- Theatrical release poster
- Hangul: 인턴
- RR: Inteon
- MR: Int'ŏn
- Directed by: Kim Do-young
- Screenplay by: Kim Do-young
- Based on: The Intern by Nancy Meyers
- Produced by: Choi Jae-won
- Starring: Choi Min-sik; Han So-hee;
- Cinematography: Shin Tae-ho
- Edited by: Lee Kang-hee
- Music by: Narae
- Production companies: Anthology Studios; Warner Bros. Korea;
- Distributed by: Warner Bros. Korea
- Release date: September 16, 2026;
- Country: South Korea
- Language: Korean
- Box office: US$4.5 million

= The Intern (2026 film) =

2026 South Korean comedy drama film

The Intern (인턴) is a 2026 South Korean comedy-drama film directed by Kim Do-young. A remake of Nancy Meyers's 2015 film, it stars Choi Min-sik reprising the roles of "Ben" Whittaker, and Han So-hee of Jules Ostin. Distributed by Warner Bros. Korea, the film was released in South Korea on September 16, 2026.

==Summary==
A young entrepreneur, Seon-wu is the founder and CEO of the fashion startup Woo22, which achieves ₩10 billion in sales within three years. While she continues to pursue success with intense focus and ambition, her routine is disrupted by the arrival of Gi-ho, a late-career newcomer described as a "silver intern." Despite having 37 years of professional experience, he finds it difficult to adjust to the company's digital workflows and informal culture. Over time, his sincerity, steady work ethic, and warm interpersonal style influence Seon-wu, leading the two to develop a mutually supportive relationship. Their contrasting backgrounds allow them to exchange perspectives and experiences, bringing unexpected emotional depth and balance to their fast-paced working lives.

==Cast==
- Choi Min-sik as Kim Ki-ho, the intern
- Han So-hee as Lee Seon-woo, CEO of Woo22
- Kim Jun-han as Young-hwan
- Park Ye-ni as Yujin
- Ryu Hye-young as Choi Min-a
- Kim Geum-soon as Hui-suk
- Yoon Sang-jeong as Yun-hee
- Kang Tae-oh as Kang Min-wook
- Han Ji-eun as Ruda

==Production==
===Development===
In August 2024, Warner Bros.
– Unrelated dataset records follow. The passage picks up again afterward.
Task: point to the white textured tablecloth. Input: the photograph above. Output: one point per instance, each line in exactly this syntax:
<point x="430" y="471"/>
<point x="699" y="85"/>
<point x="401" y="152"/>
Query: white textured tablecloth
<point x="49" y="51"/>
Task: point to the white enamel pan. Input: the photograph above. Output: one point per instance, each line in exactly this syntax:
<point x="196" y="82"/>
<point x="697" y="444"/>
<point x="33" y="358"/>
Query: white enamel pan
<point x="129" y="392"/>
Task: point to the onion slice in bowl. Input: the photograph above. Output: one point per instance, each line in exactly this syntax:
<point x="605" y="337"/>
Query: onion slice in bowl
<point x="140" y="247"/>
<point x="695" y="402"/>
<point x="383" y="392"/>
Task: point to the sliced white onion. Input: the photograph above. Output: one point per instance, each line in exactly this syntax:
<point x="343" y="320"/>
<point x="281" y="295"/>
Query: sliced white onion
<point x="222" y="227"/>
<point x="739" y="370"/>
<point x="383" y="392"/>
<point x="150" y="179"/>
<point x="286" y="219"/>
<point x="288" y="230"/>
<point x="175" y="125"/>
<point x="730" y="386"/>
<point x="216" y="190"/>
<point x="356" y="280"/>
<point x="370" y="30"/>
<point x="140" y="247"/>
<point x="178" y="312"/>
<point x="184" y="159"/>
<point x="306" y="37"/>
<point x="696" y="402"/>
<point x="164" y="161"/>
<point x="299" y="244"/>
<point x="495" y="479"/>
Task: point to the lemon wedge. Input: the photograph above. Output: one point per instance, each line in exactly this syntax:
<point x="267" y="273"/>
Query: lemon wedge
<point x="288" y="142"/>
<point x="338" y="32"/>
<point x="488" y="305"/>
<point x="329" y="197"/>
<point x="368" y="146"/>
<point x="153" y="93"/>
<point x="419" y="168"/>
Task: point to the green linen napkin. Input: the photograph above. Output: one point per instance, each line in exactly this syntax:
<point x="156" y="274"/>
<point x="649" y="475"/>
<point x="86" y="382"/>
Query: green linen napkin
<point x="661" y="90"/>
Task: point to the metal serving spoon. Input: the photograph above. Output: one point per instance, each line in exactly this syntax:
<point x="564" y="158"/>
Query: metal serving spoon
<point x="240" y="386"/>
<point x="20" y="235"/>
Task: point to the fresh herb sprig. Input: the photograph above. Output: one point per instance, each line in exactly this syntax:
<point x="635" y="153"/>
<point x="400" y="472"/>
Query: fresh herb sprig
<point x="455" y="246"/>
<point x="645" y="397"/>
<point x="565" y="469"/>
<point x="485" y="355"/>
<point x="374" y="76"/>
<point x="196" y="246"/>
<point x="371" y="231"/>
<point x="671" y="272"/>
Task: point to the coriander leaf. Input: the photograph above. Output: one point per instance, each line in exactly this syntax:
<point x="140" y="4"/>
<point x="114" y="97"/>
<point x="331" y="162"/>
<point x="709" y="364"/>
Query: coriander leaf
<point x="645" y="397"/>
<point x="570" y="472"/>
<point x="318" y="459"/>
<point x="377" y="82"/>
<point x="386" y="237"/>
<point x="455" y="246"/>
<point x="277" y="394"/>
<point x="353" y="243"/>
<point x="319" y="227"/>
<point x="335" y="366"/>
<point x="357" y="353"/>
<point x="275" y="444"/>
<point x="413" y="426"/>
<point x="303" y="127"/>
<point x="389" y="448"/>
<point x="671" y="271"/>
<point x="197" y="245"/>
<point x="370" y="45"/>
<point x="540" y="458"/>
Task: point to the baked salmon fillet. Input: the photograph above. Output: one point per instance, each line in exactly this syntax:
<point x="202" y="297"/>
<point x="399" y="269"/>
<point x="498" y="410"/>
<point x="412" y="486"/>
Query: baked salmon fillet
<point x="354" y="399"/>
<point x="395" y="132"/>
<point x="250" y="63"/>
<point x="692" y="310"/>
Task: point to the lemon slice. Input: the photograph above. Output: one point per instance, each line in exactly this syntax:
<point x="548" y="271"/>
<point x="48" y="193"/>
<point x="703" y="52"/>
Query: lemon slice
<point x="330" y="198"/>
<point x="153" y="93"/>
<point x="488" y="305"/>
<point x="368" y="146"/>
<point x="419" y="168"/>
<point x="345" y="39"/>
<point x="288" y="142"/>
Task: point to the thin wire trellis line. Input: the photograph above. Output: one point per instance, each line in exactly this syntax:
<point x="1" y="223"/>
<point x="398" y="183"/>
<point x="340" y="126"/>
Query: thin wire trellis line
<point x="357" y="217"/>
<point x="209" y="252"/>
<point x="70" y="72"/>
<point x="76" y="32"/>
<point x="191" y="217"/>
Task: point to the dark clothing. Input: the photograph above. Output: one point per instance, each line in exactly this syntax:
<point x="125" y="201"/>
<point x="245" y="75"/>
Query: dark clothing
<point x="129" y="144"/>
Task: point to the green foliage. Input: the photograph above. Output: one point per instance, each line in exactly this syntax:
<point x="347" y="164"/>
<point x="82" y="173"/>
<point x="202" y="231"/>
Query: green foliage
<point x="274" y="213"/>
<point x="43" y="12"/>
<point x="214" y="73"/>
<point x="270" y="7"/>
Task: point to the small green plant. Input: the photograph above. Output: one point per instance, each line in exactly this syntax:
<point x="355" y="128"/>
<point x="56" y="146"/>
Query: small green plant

Discovery made a deal with Jack Nguyen through his new company, Joat Films, that he would get the first chance to develop film projects based on Warner Bros.' English-language films and remake them for Asian audiences. Their first planned project was decided to be the Korean remake of the 2015 comedy-drama The Intern by Nancy Meyers.

===Casting===
In August 2025, it was confirmed that Choi Min-sik and Han So-hee would star together in the film Intern, directed by Kim Do‑young.

===Filming===
Principal photography began on September 29, 2025 and filming ended on December 6, 2025.

==Release==

The Intern was released in South Korean theaters by Warner Bros. Korea on September 16, 2026 coinciding with Chuseok holidays.

==Reception==
===Box office===
The film was released on 1473 screens and registered the highest opening-day gross with 61,038 viewers, taking top spot in overall box-office rankings surpassing The Odyssey. It crossed 400,000 viewers in its opening weekend, reaching a total audience of 403,906 and securing the number-one position at the Korean box office.

As of 25 September 2026, the film has grossed from 627,616 admissions.

===Critical response===
Lee Min-ji of Yonhap News Agency described the Korean remake as a warm, feel-good workplace film that explores generational tensions and Korea's seniority culture. She praised the chemistry between Choi Min-sik and Han So-hee, as well as the supporting cast, while criticizing the episodic and predictable narrative. She also highlights the effective use of Korean settings, cultural details, social media, and the digital divide. Lee viewed the film as an uplifting "workplace fairy tale", despite feeling that its story does not fully match the strength of its performances.